The government has set a Tuesday deadline to bring home a restructuring deal on the debt after months of tough negotiations with creditors led by Economy Minister Martin Guzman.

Talks were extended for a second time last Thursday to provide what Guzman said was "more flexibility" to ensure a sustainable agreement.

The IMF said in a statement that the revised offer presented to creditors last week "would be consistent with restoring debt sustainability with high probability".

However, it said that "analysis suggests that there is only limited scope to increase payments to private creditors while still meeting the debt and debt service targets."

Argentina had yet to formally present a modified offer Monday while negotiations continued ahead of the Tuesday deadline, as it awaited the IMF assessment.

In April, Argentina asked bondholders for a three-year grace period on debt repayment, a 62 per cent reduction on interest amounting to US$37.9 billion, and 5.4 per cent on capital - or US$3.6 billion.

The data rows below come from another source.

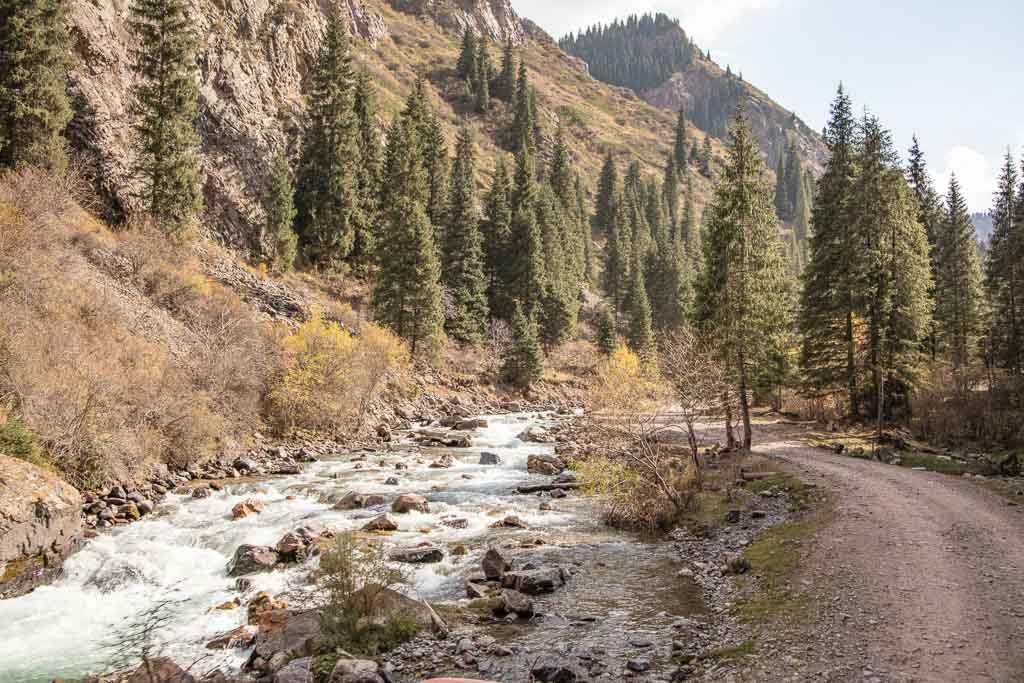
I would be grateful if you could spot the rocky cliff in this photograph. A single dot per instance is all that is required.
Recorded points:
(40, 524)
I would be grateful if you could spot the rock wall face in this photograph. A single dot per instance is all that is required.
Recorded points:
(494, 18)
(254, 60)
(40, 524)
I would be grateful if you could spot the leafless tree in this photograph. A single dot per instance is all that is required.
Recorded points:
(698, 380)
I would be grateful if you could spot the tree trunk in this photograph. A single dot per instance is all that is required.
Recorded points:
(744, 407)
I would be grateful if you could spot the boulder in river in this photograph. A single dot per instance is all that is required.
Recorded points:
(410, 503)
(535, 582)
(553, 671)
(246, 508)
(251, 559)
(355, 501)
(355, 671)
(511, 521)
(296, 671)
(160, 670)
(545, 463)
(514, 602)
(426, 554)
(381, 523)
(40, 525)
(495, 564)
(491, 459)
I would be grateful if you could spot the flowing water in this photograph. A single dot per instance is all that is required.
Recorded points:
(177, 558)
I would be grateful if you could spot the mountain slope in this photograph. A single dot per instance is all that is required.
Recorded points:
(254, 62)
(655, 57)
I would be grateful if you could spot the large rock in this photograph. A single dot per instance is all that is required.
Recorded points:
(355, 671)
(40, 525)
(160, 670)
(354, 501)
(543, 463)
(495, 564)
(297, 671)
(292, 632)
(535, 582)
(410, 503)
(426, 554)
(252, 559)
(381, 523)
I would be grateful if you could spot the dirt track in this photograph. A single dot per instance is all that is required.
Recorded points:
(919, 578)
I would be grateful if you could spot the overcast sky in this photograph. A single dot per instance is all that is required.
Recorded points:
(950, 72)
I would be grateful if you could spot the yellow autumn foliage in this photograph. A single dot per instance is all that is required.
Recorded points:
(330, 377)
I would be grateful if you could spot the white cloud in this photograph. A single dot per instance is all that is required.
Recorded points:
(705, 19)
(976, 173)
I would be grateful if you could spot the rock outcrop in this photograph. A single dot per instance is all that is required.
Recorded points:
(40, 525)
(494, 18)
(254, 60)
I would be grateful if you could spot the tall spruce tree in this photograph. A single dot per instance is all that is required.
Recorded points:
(35, 56)
(281, 214)
(737, 295)
(463, 271)
(408, 292)
(506, 79)
(498, 239)
(930, 215)
(958, 274)
(524, 360)
(466, 66)
(679, 145)
(641, 333)
(330, 206)
(525, 269)
(827, 304)
(607, 187)
(894, 273)
(1005, 273)
(368, 179)
(166, 96)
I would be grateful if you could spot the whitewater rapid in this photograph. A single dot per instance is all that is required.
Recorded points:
(179, 554)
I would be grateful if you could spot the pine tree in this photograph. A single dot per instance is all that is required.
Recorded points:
(679, 148)
(738, 293)
(521, 133)
(35, 56)
(467, 56)
(827, 304)
(167, 141)
(706, 155)
(368, 180)
(931, 216)
(408, 292)
(607, 187)
(1005, 273)
(782, 208)
(641, 334)
(894, 273)
(525, 269)
(958, 273)
(281, 214)
(607, 338)
(463, 263)
(506, 80)
(481, 80)
(498, 238)
(330, 208)
(524, 363)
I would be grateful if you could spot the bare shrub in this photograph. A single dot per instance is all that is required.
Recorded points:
(645, 480)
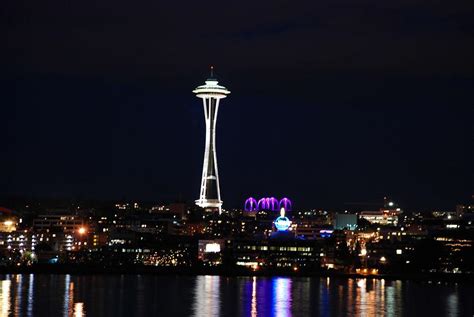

That was rejected by most creditors, but the revised proposal implied slightly more favourable terms, offering creditors in the region of 45 cents on the dollar.

"I think there is still some way to go, that the negotiation is not closed with this proposal," said Matias Rajnerman, chief economist of Buenos Aires consultancy Ecolatina, told AFP.

He said creditors were likely to accept a deal in the region of 50 cents on the dollar.

"It seems to me that this is not the final proposal, that the negotiations can still be extended for a couple of weeks," he added.

The crisis-wracked South American country, which has been in recession for two years, currently owes US$324 billion, amounting to around 90 per cent of its GDP.